Comments are a favorite area for people to complain. Twitter comments are often implicit with the @username tags. If I’m following a friend and a friend-of-my-friend comments on one of their tweets, I won’t necessary see it. In Facebook, I have a better shot at seeing those comments. But what if I wrote a blog post here at Freedom to Tinker, which Facebook nicely picks it up and makes it look just like I posted a note on my Facebook page. Now we’ll have comments on Freedom to Tinker and more comments inside Facebook which won’t intermingle. Of course, thanks to FriendFeed, a tweet will (probably) be automatically generated when I post this, causing some small amount of Twitter commenting traffic, and there may be comments within FriendFeed itself as well as Google Reader commentary (which is also different from Google Reader’s “share with note” commentary).

Given these disparate data models, there’s no easy way to unify Twitter and Facebook, much less the commenting disaspora, even assuming you could sort out the security concerns and you could work around Facebook’s tendency to want to restrict the flow of data out of its system.
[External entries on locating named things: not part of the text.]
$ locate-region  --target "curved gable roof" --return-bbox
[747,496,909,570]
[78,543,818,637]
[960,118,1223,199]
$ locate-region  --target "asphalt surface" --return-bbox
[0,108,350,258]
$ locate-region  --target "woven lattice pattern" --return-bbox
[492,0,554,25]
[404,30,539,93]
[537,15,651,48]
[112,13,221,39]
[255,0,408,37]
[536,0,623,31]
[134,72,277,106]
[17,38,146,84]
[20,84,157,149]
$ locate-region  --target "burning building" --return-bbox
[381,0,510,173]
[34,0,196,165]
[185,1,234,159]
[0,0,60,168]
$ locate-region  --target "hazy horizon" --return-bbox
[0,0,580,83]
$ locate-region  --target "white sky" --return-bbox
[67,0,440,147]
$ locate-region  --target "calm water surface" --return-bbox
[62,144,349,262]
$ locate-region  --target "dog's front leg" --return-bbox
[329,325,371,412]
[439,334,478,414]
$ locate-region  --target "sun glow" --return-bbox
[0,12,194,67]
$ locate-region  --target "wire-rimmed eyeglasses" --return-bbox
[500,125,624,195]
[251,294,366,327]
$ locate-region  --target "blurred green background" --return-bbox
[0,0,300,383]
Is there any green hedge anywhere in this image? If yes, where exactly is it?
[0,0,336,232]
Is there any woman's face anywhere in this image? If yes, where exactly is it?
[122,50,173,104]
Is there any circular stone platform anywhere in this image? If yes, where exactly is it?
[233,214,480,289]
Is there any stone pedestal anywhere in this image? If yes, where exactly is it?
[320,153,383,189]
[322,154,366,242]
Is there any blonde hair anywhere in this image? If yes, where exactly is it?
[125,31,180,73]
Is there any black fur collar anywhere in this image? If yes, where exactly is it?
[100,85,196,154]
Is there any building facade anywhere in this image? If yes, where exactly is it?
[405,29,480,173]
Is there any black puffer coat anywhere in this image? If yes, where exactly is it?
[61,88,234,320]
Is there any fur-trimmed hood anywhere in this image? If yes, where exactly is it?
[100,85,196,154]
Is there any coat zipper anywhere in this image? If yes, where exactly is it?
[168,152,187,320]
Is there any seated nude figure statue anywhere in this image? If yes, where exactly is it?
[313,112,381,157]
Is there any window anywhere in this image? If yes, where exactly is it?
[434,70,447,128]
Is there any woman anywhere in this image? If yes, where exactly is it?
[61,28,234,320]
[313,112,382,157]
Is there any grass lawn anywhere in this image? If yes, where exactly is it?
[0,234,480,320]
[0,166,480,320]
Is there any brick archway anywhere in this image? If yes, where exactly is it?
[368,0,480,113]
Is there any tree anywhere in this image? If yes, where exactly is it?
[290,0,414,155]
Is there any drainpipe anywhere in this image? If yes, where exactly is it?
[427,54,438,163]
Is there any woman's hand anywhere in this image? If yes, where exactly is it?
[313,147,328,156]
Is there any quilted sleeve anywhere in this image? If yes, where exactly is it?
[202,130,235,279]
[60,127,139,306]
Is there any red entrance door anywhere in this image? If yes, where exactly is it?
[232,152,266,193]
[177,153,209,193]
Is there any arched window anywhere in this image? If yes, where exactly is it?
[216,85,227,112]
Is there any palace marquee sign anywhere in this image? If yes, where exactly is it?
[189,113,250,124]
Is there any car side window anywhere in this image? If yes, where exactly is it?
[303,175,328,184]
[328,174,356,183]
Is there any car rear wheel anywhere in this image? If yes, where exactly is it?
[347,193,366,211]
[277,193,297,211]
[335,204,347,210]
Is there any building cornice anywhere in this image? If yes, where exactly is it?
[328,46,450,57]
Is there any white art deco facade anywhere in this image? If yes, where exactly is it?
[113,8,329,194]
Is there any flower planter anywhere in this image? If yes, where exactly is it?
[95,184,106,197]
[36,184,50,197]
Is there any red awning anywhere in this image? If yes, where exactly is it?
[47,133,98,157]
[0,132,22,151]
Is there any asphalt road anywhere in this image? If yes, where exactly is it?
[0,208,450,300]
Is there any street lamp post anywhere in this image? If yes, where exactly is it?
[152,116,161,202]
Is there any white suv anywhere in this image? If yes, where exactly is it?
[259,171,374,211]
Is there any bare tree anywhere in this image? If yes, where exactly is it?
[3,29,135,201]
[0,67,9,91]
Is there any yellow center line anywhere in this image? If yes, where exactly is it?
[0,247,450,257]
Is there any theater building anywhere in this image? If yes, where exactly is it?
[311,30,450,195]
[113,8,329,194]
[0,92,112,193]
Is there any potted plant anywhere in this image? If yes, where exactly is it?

This is all the more frustrating because RSS completely solved the initial problem of distributing new blog posts in the blog universe. I used to keep a bunch of tabs open to various blog-like things that I followed, but that quickly proved unwieldy, whereas an RSS aggregator (Google Reader, for me) solved the problem nicely. Could there ever be a social network/microblogging aggregator?

There are no lack of standards-in-the-wings that would like to do this. (See, for example, OpenMicroBlogging, or our own work on BirdFeeder.) Something like Google Wave could subsume every one of these platforms, although I fear that integrating so many different data models would inevitably result in a deeply clunky UI.

In the end, I think the federation ideas behind Google Wave and BirdFeeder, and good old RSS blog feeds, will ultimately win out, with interoperability between the big vendors, just like they interoperate with email. Getting there, however, isn’t going to happen easily.